Les États-Unis prennent une décision sur la demande de la Russie d'empêcher l'Ukraine d'adhérer à l'OTAN

Les États-Unis ont rejeté la proposition de la Russie d'empêcher l'Ukraine d'adhérer à l'OTAN le mercredi 26 janvier. Le secrétaire d'État Antony Blinken a déclaré que Washington avait préparé Moscou une voie diplomatique sérieuse “pour résoudre l'affrontement, dans une lettre privée au gouvernement russe. Nous disons clairement qu'il y a des principes fondamentaux que nous avons [...].
Le secrétaire d'État Antony Blinken a déclaré que Washington avait préparé Moscou une voie diplomatique sérieuse “pour résoudre l'affrontement, dans une lettre privée au gouvernement russe.
Nous affirmons clairement qu'il existe des principes fondamentaux que nous sommes résolus à soutenir et à protéger, y compris la souveraineté et l'intégrité territoriale de l'Ukraine, et le droit des États de choisir leurs accords et alliances de sécurité”, a-t-il déclaré.

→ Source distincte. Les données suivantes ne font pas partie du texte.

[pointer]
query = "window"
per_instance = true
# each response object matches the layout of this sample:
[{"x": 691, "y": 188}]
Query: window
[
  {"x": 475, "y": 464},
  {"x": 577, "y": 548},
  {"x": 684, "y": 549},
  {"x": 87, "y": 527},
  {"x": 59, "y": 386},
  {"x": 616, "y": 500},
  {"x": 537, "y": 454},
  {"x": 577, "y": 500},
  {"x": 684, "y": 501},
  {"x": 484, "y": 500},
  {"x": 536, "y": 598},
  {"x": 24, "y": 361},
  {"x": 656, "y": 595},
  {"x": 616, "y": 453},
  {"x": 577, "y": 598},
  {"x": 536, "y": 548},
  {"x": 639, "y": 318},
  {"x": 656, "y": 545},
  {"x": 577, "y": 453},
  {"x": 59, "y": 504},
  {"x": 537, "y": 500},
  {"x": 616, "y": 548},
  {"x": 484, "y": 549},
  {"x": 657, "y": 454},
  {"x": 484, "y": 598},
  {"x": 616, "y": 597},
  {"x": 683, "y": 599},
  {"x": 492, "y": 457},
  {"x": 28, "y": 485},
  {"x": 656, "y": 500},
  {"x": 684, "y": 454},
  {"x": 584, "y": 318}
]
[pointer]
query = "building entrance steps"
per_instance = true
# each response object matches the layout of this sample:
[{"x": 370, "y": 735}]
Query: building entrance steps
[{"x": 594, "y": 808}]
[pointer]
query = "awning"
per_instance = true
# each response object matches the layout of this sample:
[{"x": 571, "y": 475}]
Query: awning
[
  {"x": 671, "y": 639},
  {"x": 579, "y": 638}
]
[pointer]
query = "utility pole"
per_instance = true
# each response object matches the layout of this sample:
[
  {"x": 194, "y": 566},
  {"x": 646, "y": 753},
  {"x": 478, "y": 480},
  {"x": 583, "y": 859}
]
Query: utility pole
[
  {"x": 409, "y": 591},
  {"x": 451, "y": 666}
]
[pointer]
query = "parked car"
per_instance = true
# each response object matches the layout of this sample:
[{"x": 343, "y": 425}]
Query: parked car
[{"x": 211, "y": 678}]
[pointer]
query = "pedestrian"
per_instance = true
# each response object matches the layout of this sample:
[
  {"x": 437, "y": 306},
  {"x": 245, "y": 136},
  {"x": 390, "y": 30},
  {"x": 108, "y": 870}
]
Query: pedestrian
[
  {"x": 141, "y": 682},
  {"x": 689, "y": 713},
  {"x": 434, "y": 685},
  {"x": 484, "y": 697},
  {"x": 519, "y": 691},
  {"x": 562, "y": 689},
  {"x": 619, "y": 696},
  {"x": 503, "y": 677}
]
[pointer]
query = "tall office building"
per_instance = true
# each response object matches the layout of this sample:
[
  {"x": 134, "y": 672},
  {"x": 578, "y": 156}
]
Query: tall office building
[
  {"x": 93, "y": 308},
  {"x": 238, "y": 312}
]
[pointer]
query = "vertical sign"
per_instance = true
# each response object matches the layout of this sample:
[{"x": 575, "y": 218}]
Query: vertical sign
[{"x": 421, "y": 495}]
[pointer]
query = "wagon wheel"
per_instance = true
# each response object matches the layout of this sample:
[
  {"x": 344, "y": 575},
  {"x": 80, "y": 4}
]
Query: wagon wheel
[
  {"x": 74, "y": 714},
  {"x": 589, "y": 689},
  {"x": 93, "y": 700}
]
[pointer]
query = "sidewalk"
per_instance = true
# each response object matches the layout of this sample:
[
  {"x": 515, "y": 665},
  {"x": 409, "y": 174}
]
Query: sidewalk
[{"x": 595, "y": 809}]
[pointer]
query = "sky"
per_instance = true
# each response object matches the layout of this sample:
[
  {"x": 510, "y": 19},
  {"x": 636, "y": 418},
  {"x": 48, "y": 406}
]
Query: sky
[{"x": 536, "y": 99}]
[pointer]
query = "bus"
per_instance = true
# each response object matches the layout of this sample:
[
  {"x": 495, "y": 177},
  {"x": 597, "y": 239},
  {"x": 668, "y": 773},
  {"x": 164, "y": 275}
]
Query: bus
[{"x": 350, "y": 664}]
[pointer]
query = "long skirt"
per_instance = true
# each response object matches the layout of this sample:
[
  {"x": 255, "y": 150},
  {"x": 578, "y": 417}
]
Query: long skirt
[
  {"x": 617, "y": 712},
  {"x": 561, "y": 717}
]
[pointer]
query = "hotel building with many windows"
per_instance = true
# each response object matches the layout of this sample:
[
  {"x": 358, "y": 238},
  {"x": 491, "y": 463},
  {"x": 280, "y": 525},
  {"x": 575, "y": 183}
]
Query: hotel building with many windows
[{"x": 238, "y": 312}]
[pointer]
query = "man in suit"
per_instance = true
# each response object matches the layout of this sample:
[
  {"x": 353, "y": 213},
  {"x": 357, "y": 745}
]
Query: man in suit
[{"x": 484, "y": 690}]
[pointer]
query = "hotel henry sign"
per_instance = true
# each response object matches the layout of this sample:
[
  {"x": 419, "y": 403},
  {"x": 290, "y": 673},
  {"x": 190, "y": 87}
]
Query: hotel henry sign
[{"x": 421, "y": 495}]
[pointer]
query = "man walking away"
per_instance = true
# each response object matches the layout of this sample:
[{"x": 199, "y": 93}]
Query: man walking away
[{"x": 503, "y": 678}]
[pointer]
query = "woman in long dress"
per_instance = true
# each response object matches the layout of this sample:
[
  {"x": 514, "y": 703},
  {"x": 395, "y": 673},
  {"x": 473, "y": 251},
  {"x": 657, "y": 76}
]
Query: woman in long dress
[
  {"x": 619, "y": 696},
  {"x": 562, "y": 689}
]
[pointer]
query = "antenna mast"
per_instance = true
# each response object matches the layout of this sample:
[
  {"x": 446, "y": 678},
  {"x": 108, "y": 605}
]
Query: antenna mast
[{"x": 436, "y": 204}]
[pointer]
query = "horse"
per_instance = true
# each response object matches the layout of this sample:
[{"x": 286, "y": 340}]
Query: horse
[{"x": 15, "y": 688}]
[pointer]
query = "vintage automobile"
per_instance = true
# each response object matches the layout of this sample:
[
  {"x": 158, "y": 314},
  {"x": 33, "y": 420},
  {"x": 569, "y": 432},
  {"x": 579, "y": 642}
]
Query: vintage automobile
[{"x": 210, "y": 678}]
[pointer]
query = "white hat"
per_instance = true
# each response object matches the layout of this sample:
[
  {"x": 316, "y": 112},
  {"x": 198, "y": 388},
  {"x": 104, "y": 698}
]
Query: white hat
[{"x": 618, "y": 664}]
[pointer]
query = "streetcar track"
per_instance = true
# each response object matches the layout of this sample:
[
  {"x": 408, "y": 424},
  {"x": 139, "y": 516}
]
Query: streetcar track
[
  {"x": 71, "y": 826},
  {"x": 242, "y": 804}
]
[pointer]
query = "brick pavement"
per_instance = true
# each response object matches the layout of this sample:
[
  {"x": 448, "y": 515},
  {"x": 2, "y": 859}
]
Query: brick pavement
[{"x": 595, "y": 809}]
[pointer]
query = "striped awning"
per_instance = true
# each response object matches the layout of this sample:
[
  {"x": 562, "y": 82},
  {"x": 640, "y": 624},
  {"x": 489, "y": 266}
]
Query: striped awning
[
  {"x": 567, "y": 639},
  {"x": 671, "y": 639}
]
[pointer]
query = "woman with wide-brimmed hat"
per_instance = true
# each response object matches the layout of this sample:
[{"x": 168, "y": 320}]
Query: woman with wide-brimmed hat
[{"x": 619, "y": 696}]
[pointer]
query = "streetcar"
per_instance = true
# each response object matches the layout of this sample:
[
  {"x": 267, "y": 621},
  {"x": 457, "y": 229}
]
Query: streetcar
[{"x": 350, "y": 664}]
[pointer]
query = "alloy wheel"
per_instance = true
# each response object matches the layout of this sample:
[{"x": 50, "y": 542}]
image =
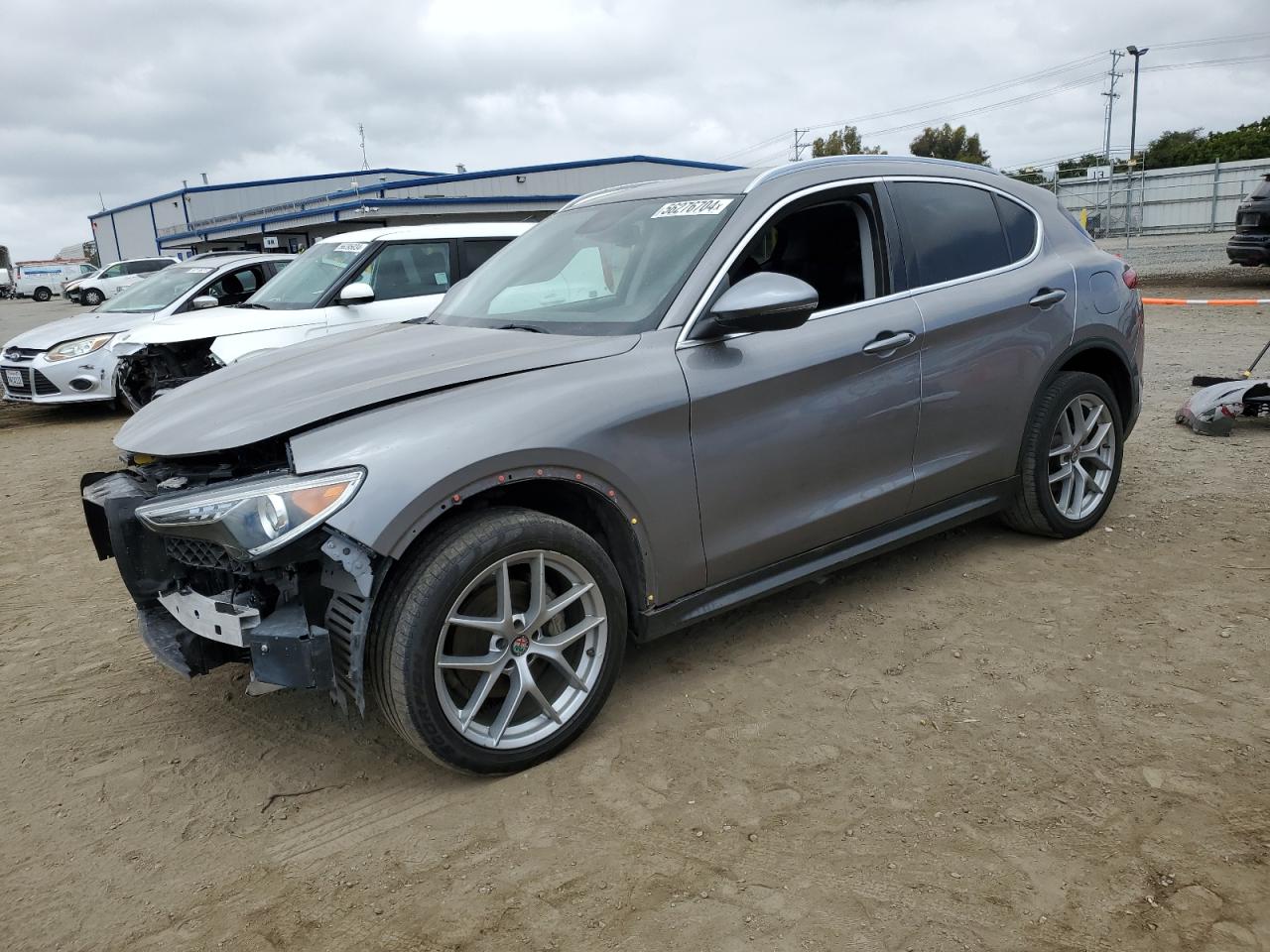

Blinken s'est adressé aux médias peu après que son député Wendy Sherman a déclaré que les États-Unis restaient convaincus que Poutine était prêt à utiliser la force contre l'Ukraine à la mi-février.
Il a déclaré que la lettre soulignait que Kiev pouvait choisir ses alliés, rejetant la proposition de Moscou de promettre que l'Ukraine n'adhérerait pas à l'alliance de l'OTAN.
Blinken a dit aux journalistes que la lettre ne serait pas rendue publique, “parce que nous pensons que la diplomatie a les meilleures chances de succès”.
Il a déclaré qu'il parlera avec le ministre russe des Affaires étrangères Sergei Lavrov dans les prochains jours de sa réponse à la position américaine.
“Nous avons abordé la possibilité de mesures de transparence mutuelle concernant la force et le compte de l'Ukraine, ainsi que des mesures visant à renforcer la confiance dans les exercices et manœuvres militaires en Europe”, a-t-il déclaré.
Cette lettre, qui était coordonnée avec Kiev et les alliés américains en Europe, ouvre également la porte à des pourparlers sur la maîtrise des armements avec la Russie sur la question des roquettes et des armes nucléaires déployées en Europe.